We thank Dr Fernandes and her team for their interest in our article. The purpose of our study was to evaluate and assess the role of potential postoperative risk factors in long-term graft survival, and although we agree that examining a more uniform group of indications for keratoplasty would have been an option, we decided specifically to include optical, tectonic, and therapeutic indications because this was in keeping with our findings in an earlier submission looking at preoperative and intraoperative risk factors, to enable direct correlations to be drawn. We looked at the same group of patients and for consistency, included all 3 indications to compare risk factors.
The same study population that has been described in earlier publication was used in this study, and this was stated in the manuscript in the Methods, in which we provided the mean follow-up duration, 36.8 ± 35.5 months (median, 25.07 months; range, up to 173.8 months). Please see the additional Table detailing sample size of the postoperative risk factors by year.
You may also wish to know that Kaplan-Meier survival analysis plots for all significant risk factors were generated, but specifically were not included in the article for brevity, because they already were described in the text. Plots on allograft rejection and glaucoma surgery were included to show the influence of these factors on graft survival.
The study population that was used for this analysis was taken from our previous publication, and for uniformity, 1 graft per patient was selected for analysis. The study provides a continuity of the same cohort being followed up regarding postoperative risk factors, including the preoperative risk factors. It would not be right to include the last graft in eyes with multiple grafts, as suggested by the authors, in the present study. Choosing only the last graft with multiple grafts calls for another study on selected grafts, and the interpretation will have to be taken into account in a different perspective. This will be taken as a worst-case scenario only where the purpose of the study is determining the risk factors among the worst-case scenario.
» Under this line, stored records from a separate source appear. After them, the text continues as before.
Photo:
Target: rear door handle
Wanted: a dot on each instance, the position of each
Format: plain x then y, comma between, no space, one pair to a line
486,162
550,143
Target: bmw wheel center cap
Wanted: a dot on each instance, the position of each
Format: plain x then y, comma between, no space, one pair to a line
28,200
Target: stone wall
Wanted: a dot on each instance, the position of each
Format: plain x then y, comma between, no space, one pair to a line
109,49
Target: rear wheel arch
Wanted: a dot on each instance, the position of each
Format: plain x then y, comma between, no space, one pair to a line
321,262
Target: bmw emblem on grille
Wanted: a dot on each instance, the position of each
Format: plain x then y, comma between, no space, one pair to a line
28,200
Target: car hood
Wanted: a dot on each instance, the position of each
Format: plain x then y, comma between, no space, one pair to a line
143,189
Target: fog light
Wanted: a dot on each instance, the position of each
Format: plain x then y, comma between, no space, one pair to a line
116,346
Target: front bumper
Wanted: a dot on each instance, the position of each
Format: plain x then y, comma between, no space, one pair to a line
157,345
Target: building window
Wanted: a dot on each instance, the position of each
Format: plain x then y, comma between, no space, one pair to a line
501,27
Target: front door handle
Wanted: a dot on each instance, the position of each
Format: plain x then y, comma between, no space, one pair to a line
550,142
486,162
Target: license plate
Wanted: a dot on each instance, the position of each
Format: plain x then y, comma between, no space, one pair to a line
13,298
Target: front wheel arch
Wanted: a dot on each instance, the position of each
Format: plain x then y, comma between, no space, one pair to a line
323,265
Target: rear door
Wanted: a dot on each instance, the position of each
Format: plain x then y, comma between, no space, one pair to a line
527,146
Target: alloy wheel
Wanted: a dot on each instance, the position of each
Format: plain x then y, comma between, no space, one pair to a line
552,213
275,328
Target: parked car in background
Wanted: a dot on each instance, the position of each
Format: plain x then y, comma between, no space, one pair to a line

The hazard ratio (HR) for preoperative inflammation ( P = .03; HR, 1.5; 95% confidence interval, 1.03 to 2.2), perforation ( P < .01; HR, 3.4; 95% confidence interval, 1.9 to 5.7), and recurrence of primary disease ( P = .002; HR, 6.6; 95% confidence interval, 1.9 to 22.4) is provided in parenthesis beside the individual risk factors.
A significantly high HR was noted not only for pseudophakic bullous keratopathy and aphakic bullous keratopathy, but also for other indications for penetrating keratopathy, and because this was depicted in the Table, it was not elaborated on further. It implies that primary diagnosis has a strong influence on graft survival, as discussed in the article. Again, the follow-up was the same as described in our earlier publication, and the median and range has been provided additionally.
We thank you again for the kind interest.